It is great to be here. We still wake up every day and pinch ourselves that it’s true we live in Portugal! The summer was wonderful. The weather couldn’t have been better, mid 70’s to low 80’s. Now, I’m told that this was a very unusual summer and it is usually much warmer. And to that, I say, thanks to the universe, and hope that cooler summers will be a trend.
And, of course, the food has been fan-freakin’-tastic everywhere we have gone. The same goes for the wines. I used to be such a wine snob. In the US, I would look at the wine list and sometimes not even have wine if there wasn’t anything that looked good. Here, the house wine is fine. They are nearly all good, and many are excellent.

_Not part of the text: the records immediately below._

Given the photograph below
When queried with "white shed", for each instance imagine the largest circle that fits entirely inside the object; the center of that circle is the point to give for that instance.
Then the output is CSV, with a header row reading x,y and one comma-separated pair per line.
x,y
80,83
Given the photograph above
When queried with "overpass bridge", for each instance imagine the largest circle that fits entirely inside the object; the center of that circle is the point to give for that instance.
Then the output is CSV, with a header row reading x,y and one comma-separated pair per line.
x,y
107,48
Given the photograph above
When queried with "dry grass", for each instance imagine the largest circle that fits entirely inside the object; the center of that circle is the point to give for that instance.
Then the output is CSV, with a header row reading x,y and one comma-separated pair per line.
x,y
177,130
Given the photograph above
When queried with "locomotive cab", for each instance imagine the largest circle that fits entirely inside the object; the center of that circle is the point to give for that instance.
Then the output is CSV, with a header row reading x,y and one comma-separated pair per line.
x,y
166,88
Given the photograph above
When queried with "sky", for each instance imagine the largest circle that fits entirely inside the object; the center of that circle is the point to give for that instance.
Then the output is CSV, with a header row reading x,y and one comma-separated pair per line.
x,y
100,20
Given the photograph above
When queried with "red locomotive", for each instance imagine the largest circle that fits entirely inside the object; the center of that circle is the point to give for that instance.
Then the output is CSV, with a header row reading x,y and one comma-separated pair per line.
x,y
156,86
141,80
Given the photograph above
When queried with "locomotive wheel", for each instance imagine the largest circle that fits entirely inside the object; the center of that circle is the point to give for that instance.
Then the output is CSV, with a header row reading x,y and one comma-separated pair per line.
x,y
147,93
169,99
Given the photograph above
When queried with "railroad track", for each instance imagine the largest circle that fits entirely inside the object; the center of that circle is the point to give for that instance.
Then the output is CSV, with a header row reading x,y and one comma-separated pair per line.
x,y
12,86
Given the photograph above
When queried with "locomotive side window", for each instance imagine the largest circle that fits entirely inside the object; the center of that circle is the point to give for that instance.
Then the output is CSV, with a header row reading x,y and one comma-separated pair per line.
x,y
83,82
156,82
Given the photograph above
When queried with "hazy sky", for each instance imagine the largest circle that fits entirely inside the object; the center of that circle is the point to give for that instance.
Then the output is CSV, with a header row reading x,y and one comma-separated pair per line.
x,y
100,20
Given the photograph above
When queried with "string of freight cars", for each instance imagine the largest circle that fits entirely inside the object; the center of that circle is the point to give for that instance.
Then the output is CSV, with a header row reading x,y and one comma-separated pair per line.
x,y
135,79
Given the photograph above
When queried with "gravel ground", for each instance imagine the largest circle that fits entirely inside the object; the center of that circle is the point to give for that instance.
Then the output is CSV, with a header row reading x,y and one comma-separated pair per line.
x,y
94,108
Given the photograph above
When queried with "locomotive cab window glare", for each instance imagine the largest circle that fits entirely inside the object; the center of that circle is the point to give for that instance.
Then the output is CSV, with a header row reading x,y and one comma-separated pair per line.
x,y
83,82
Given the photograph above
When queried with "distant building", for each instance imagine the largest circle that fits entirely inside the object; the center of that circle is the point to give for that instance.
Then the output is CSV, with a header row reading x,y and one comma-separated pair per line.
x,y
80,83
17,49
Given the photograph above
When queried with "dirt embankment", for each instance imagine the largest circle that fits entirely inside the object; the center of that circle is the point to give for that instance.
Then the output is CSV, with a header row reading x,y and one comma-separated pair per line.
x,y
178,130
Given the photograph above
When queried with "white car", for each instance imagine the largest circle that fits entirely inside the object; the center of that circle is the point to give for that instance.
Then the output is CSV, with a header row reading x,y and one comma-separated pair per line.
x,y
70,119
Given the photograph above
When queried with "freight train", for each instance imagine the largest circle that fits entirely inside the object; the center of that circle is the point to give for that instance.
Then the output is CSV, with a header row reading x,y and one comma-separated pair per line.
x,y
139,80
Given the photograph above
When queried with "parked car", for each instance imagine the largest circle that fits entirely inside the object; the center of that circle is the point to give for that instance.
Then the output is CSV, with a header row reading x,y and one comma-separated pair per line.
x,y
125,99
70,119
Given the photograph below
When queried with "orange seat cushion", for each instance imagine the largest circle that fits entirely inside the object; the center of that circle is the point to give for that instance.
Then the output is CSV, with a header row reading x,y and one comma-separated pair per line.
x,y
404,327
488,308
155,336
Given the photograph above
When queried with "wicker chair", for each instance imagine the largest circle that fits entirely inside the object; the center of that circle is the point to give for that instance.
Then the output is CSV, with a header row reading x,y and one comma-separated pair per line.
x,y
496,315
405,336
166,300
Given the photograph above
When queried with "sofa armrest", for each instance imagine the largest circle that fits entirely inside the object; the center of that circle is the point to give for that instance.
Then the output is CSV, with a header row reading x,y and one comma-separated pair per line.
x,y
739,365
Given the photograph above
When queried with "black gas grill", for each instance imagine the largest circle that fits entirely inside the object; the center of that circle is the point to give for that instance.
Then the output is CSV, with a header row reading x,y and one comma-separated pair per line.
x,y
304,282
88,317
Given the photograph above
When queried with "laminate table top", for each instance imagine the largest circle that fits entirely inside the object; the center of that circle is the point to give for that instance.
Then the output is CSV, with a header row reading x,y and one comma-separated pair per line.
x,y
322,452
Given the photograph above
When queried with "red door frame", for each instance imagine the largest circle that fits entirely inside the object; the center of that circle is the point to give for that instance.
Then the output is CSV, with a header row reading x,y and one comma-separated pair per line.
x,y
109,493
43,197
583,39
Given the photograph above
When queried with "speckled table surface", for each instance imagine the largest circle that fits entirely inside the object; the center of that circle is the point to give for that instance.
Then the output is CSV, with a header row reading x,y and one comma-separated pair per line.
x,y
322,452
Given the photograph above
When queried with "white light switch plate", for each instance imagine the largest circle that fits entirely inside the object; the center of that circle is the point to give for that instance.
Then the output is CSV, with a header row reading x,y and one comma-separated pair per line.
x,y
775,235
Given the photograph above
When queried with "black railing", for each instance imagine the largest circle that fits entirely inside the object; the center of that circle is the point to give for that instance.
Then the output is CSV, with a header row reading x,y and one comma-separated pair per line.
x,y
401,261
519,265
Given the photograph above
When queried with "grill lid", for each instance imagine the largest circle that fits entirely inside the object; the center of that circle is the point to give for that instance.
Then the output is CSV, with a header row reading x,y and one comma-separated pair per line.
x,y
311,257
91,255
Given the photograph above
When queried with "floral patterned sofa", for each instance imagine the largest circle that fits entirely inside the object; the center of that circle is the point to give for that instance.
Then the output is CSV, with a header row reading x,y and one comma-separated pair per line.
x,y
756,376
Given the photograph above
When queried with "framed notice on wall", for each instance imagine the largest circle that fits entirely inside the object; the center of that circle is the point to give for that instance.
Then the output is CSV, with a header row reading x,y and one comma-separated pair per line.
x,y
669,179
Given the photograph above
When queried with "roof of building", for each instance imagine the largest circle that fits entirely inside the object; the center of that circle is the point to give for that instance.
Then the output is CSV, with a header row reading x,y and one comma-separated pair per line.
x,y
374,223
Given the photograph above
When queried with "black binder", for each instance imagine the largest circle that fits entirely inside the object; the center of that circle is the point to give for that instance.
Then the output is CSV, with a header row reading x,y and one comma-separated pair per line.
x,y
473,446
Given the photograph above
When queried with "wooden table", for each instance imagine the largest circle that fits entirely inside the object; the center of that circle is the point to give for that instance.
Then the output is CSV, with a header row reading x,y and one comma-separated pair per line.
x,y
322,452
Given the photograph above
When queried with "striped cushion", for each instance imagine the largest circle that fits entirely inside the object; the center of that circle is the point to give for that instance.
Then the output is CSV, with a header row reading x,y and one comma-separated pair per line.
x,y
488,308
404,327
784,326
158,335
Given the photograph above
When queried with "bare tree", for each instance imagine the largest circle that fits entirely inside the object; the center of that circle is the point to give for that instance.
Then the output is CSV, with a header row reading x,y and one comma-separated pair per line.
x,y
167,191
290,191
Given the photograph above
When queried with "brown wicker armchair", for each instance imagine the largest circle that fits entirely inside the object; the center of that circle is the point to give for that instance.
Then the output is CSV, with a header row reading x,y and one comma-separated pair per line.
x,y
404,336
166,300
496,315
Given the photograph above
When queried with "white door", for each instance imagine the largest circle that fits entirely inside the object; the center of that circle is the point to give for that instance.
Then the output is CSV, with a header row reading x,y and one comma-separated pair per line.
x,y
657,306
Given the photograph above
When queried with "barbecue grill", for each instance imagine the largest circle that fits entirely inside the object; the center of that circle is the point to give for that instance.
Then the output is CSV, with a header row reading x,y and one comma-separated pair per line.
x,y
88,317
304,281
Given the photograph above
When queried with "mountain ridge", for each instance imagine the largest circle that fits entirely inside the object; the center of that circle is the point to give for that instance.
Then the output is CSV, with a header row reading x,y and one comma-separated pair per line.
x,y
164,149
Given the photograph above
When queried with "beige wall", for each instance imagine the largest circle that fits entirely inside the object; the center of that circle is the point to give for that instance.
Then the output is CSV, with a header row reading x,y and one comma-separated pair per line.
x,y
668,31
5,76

As for the Portuguese bureaucracy, we have been extremely fortunate. At our visa renewal appointment, we only had to wait about 15 minutes. When we went to finanças (Portuguese IRS) to register after getting our resident visa cards, we waited five minutes tops. Incrível! So far, so good.
The DMV (IMT in Portugal) was another matter. You have three months after you get your resident card to turn in your foreign driver’s license for a Portuguese drivers’ license. (Although, I have been reading that that is about to change, and it will soon be three years before you must get a Portuguese license.) If you make the three-month deadline, it only costs 30 Euros. If not, it costs 60 Euros, and you must take a driver’s test. (Ugh!) Before you can go to the IMT and get your new driver’s license, you must register with the Centro de Saude, (national health system) and get a certificate of health. You must also get a certified copy of your driving record. To prove the validity of your current driver’s license. Three months, no problem. Right.
After wrangling with the Colorado DMV and the USPS for a month, we received the certified copies of our driving records by registered mail. At this point, we now had 10 days before the deadline to turn in our US licenses. It cost $64 and change to mail four pieces of paper to arrive in Portugal within a week. International logistics are still costly and time-consuming.
It took three trips to various Centros de Saude and a trip to the wrong IMT office before we arrived at the right office and spent the afternoon waiting for our numbers to be called. (It reminded me of the afterlife waiting room scene in the movie Beetlejuice.) Happily, though we spent the day from 9-5 between the health office and the IMT offices, we made it on the last day of the deadline! Whew! Got ‘er done. I guess long waits at the DMV are universal.
Now, theoretically, we should be Portuguese bureaucracy home free until next June when we will have to renew our resident visas again. It has certainly been an adventure.